ECLI:NL:HR:2010:BM5129, datum uitspraak 21-05-2010, publicatiedatum 21-05-2010
Aflevering 21, gepubliceerd op 27-05-2010
Belanghebbende heeft, in daarvoor gereserveerde leidingstroken, leidingen en buizen in de gemeentegrond gelegd. Waar de leidingen en buizen boven de grond komen, zijn hekken geplaatst met waarschuwingen. Ter zake hiervan is aan belanghebbende een aanslag precariobelasting opgelegd. In de tarieventabel zijn verschillende tarieven opgenomen voor de post 12.01 ‘Buizen en transportleidingen, voor zover niet vallend onder nummer 12.03’ en de post 12.03 ‘Gasbuizen tot een werkdruk van 10 bar, waterleiding en stadsverwarmingsbuizen per meter per jaar’.

NTFR 2010/1216 - Met aantekening in postboek is niet aannemelijk gemaakt dat bezwaarschrift is verzonden

ECLI:NL:GHAMS:2010:BM0992, datum uitspraak 25-03-2010, publicatiedatum 14-04-2010
Aflevering 21, gepubliceerd op 27-05-2010 met annotatie van mr. dr. H. Vermeulen
Aan belanghebbende is op 31 maart 2006 een aanslag IB/PVV 2002 opgelegd. Omdat betaling achterwege bleef, is aan belanghebbende eerst een aanmaning uitgereikt en daarna een dwangbevel per post betekend.
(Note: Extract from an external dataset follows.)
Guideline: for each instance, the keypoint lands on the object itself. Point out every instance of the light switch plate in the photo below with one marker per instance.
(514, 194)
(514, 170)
Belanghebbende stelt dat de aanmaning en het dwangbevel ten onrechte zijn verzonden omdat er bezwaar is gemaakt tegen de aanslag. Belanghebbende verwijst naar een aantekening in het postboek van de gemachtigde waaruit hij afleidt dat het bezwaarschrift op 5 april 2006 zou zijn verzonden. In tegenstelling tot Rechtbank Haarlem oordeelt het hof dat belanghebbende met deze aantekening in het postboek niet aannemelijk maakt dat er tijdig een bezwaarschrift is ingediend. Ook aan de stelling van belanghebbende dat het belastingkantoor telkens poststukken kwijtraakt, kan het hof niet het bewijs ontlenen dat het bezwaarschrift is verzonden.